On October 22nd, the Ontario Superior Court of Justice dismissed a motion for production of a personal computer and criticized the moving party for proceeding in the face of a sworn statement by the opposing party’s solicitor that indicated the computer was gone.

The computer once contained information relevant to a loss of income claim. The plaintiff discarded it because it had broke down sometime after she printed and produced invoices from her personal business and sometime before a mediation attempt, which occurred slightly less than a year later. In the interim, the defendant made and sustained a request for electronic copies of the invoices.

When the defendant moved for production, plaintiff’s counsel wrote and later swore that the computer had been discarded and consented to allow the defendant to plead spoliation. Defence counsel persisted and generated some damning evidence in cross-examining the plaintiff’s witnesses, including a statement by the IT professional who the plaintiff relied upon, who said that he never actually examined the plaintiff’s computer.

Though the defendant was clearly onto something, Master Brott was not impressed that the defendant persisted despite the plaintiff’s agreement to deal with a spoliation claim and, in particular, plaintiff counsel’s statement that the computer was gone:

The circumstances leading up to this motion are in my view, a clear example of a proceeding going astray – of not being able to see the forest through the trees. Lawyers take oaths which require them to act in a professional manner. Defence counsel urged me to ignore the evidence of solicitor Sacks because of the contradictions obtained from the plaintiff’s boyfriend and the IT specialist. I am not prepared to ignore the solicitor’s Affidavit, nor the correspondence and telephone information from plaintiff’s counsel to defence counsel advising that the computer is no longer available. Whether the computer was in fact given to the IT specialist or is corrupted or is still available cannot be established at this stage. But what is critical is that counsel has sworn that the computer is no longer available. That should be the end of it! The rest is for trial.

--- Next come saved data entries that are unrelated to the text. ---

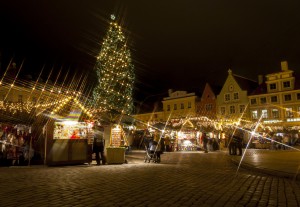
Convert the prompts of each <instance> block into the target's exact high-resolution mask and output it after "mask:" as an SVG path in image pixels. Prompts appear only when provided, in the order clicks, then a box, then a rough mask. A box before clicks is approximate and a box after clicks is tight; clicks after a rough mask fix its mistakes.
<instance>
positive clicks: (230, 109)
mask: <svg viewBox="0 0 300 207" xmlns="http://www.w3.org/2000/svg"><path fill="white" fill-rule="evenodd" d="M229 112H230V114H235V107H234V106H230V108H229Z"/></svg>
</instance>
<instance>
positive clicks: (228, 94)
mask: <svg viewBox="0 0 300 207" xmlns="http://www.w3.org/2000/svg"><path fill="white" fill-rule="evenodd" d="M225 101H230V94H229V93H227V94H225Z"/></svg>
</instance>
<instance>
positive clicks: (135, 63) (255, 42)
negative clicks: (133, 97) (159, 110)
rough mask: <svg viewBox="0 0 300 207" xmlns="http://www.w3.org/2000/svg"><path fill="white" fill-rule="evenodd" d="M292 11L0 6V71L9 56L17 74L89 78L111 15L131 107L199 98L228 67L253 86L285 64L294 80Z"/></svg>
mask: <svg viewBox="0 0 300 207" xmlns="http://www.w3.org/2000/svg"><path fill="white" fill-rule="evenodd" d="M299 11H300V1H299V0H278V1H275V0H252V1H241V0H226V1H224V0H223V1H221V0H148V1H146V0H89V1H82V0H81V1H80V0H73V1H71V0H69V1H65V0H49V1H42V0H40V1H38V0H36V1H33V0H24V1H23V0H19V1H17V0H15V1H13V0H12V1H4V0H2V1H1V3H0V27H1V32H0V50H1V51H2V68H3V66H6V64H7V62H8V60H9V59H10V58H11V57H14V59H15V61H16V62H17V63H20V62H22V60H24V59H25V62H24V70H23V71H22V72H23V73H27V72H28V73H31V74H34V73H38V71H40V70H41V68H42V67H43V65H46V68H47V70H50V68H51V67H54V68H55V70H59V69H60V68H62V70H63V71H64V72H65V73H66V71H68V70H69V71H71V73H80V72H81V71H84V73H87V74H89V76H91V77H94V75H95V73H94V71H93V67H94V64H95V61H96V58H95V57H96V56H97V54H98V53H99V51H100V48H101V43H102V40H103V38H104V36H105V34H106V32H107V30H108V26H109V21H110V14H112V13H114V14H115V15H116V16H117V19H118V21H119V23H120V24H121V25H122V26H123V29H124V32H125V35H126V37H127V38H128V40H129V43H130V44H129V45H130V49H131V54H132V57H133V64H134V65H135V72H136V87H135V100H136V101H139V100H140V101H141V100H143V99H144V98H145V97H147V96H151V95H154V94H159V93H162V92H166V91H167V90H168V89H169V88H173V89H176V90H188V91H190V92H202V90H203V87H204V84H205V83H206V82H209V83H211V84H215V85H216V84H217V85H222V84H223V83H224V82H225V80H226V77H227V71H228V69H229V68H231V69H232V70H233V72H234V73H235V74H238V75H241V76H245V77H248V78H250V79H254V80H257V76H258V75H259V74H267V73H270V72H276V71H279V70H280V61H282V60H287V61H288V62H289V67H290V68H291V69H292V70H294V71H295V72H297V73H300V12H299ZM2 70H3V69H2ZM93 74H94V75H93Z"/></svg>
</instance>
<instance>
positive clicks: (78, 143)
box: [45, 121, 93, 165]
mask: <svg viewBox="0 0 300 207" xmlns="http://www.w3.org/2000/svg"><path fill="white" fill-rule="evenodd" d="M92 127H93V124H92V123H89V122H77V121H49V122H48V124H47V125H46V129H45V133H46V134H45V145H46V153H45V154H46V156H45V162H46V163H45V164H47V165H62V164H63V165H67V164H83V163H91V162H92V143H93V140H92V138H93V129H92Z"/></svg>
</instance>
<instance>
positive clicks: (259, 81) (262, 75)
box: [258, 75, 264, 85]
mask: <svg viewBox="0 0 300 207" xmlns="http://www.w3.org/2000/svg"><path fill="white" fill-rule="evenodd" d="M263 82H264V76H263V75H258V85H261V84H262V83H263Z"/></svg>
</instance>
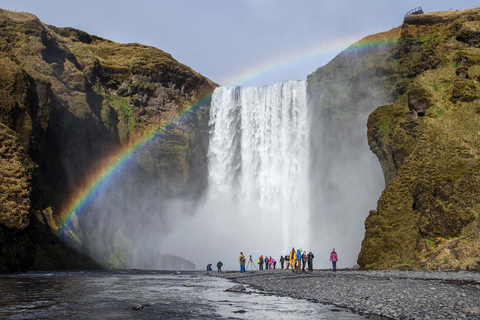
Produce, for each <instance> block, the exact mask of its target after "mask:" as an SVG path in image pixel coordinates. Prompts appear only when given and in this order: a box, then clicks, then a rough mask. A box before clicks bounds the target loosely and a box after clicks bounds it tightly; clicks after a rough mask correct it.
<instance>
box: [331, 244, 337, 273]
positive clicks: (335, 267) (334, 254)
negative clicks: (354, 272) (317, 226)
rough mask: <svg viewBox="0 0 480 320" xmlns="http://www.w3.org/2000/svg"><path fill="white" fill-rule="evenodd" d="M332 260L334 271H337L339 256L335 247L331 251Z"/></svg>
mask: <svg viewBox="0 0 480 320" xmlns="http://www.w3.org/2000/svg"><path fill="white" fill-rule="evenodd" d="M330 261H332V266H333V271H337V261H338V256H337V253H336V252H335V248H333V250H332V253H330Z"/></svg>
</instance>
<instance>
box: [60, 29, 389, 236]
mask: <svg viewBox="0 0 480 320" xmlns="http://www.w3.org/2000/svg"><path fill="white" fill-rule="evenodd" d="M392 30H393V29H392ZM384 34H385V35H387V34H388V32H385V33H384ZM389 36H390V39H389V38H388V37H376V38H375V39H371V40H369V38H370V37H367V38H364V39H363V40H361V41H359V42H356V43H354V42H355V41H357V40H358V38H356V37H349V38H347V39H342V40H338V41H335V42H332V43H329V44H327V45H323V46H317V45H315V46H313V47H312V48H309V49H302V50H300V52H297V53H296V54H291V55H286V56H283V57H280V58H277V59H274V60H271V61H269V62H268V63H264V64H260V65H257V66H255V67H252V68H250V69H247V70H244V71H242V72H241V73H238V74H237V75H236V76H235V77H234V78H230V79H229V80H228V83H229V85H230V86H234V85H238V84H241V83H245V82H246V81H249V80H252V79H255V78H258V77H259V76H261V75H264V74H266V73H269V72H272V71H275V70H277V69H279V68H281V67H287V66H291V65H294V64H296V63H299V62H301V61H303V60H306V59H310V58H312V57H315V56H318V55H322V54H329V53H335V52H340V51H342V50H344V49H345V48H346V47H347V46H348V45H349V44H351V43H354V44H353V45H350V46H349V47H348V48H347V49H346V50H350V49H354V50H362V49H371V48H375V47H378V46H384V45H388V44H394V43H395V42H396V41H397V39H398V37H397V36H392V34H390V35H389ZM210 99H211V94H208V95H206V96H204V97H202V98H201V99H199V100H197V101H196V102H195V103H193V104H191V105H189V106H188V107H187V108H185V109H184V111H182V112H181V113H180V114H178V115H177V116H176V117H175V118H174V119H173V120H171V121H169V122H168V123H166V124H164V125H162V126H161V127H159V128H156V129H155V130H152V131H150V132H148V133H147V134H146V135H145V136H144V137H143V138H142V139H140V140H139V141H138V142H136V143H135V144H133V145H132V146H130V147H129V148H126V149H122V150H119V151H117V152H115V153H114V154H112V155H111V156H110V157H108V158H107V159H105V161H104V162H103V164H102V165H101V168H99V169H98V170H96V172H95V173H93V174H92V175H91V176H90V177H88V179H86V181H85V183H84V184H83V187H81V188H79V189H78V191H76V192H75V193H74V194H72V195H71V196H70V198H69V199H70V200H69V201H67V203H66V204H64V209H63V210H62V212H61V213H60V216H61V221H60V223H59V227H58V229H57V235H59V234H61V233H62V232H63V231H64V230H65V229H66V228H67V227H68V226H69V225H70V221H71V219H72V217H73V216H74V215H75V214H78V213H80V212H82V210H83V209H84V208H85V207H86V206H87V205H88V204H89V203H91V202H92V201H93V200H94V199H95V198H96V197H97V195H98V194H100V193H101V192H102V190H104V188H105V187H106V186H107V185H108V184H109V182H110V181H111V180H112V178H113V177H116V176H117V175H118V174H120V173H121V172H122V170H124V169H125V167H126V166H127V165H128V164H129V163H130V161H131V160H132V158H133V157H134V156H135V154H136V153H137V152H139V151H141V150H143V149H144V148H145V147H147V146H148V145H149V144H150V143H151V142H152V141H155V140H157V139H159V138H162V137H164V135H165V134H166V133H168V132H169V131H171V130H172V129H174V128H176V127H178V124H179V123H181V122H182V121H183V120H184V119H186V117H187V116H188V115H190V114H192V113H194V112H195V111H196V110H197V109H198V108H199V107H201V106H202V105H205V103H207V102H208V101H209V100H210Z"/></svg>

… once [the Defendants] received plaintiff’s counsel’s correspondence outlining the corruption of the computer and the further information that the whereabouts of the computer were unknown and unrecoverable, the over-zealous actions of the defendants all the while knowing that even if successful, any Order could not be effective, was inappropriate. The rules encourage parties to proceed in a fair and inexpensive fashion and to attempt to resolve their disputes.

Cerkownyk v. Ontario Place, 2009 CanLII 62065 (ON S.C.).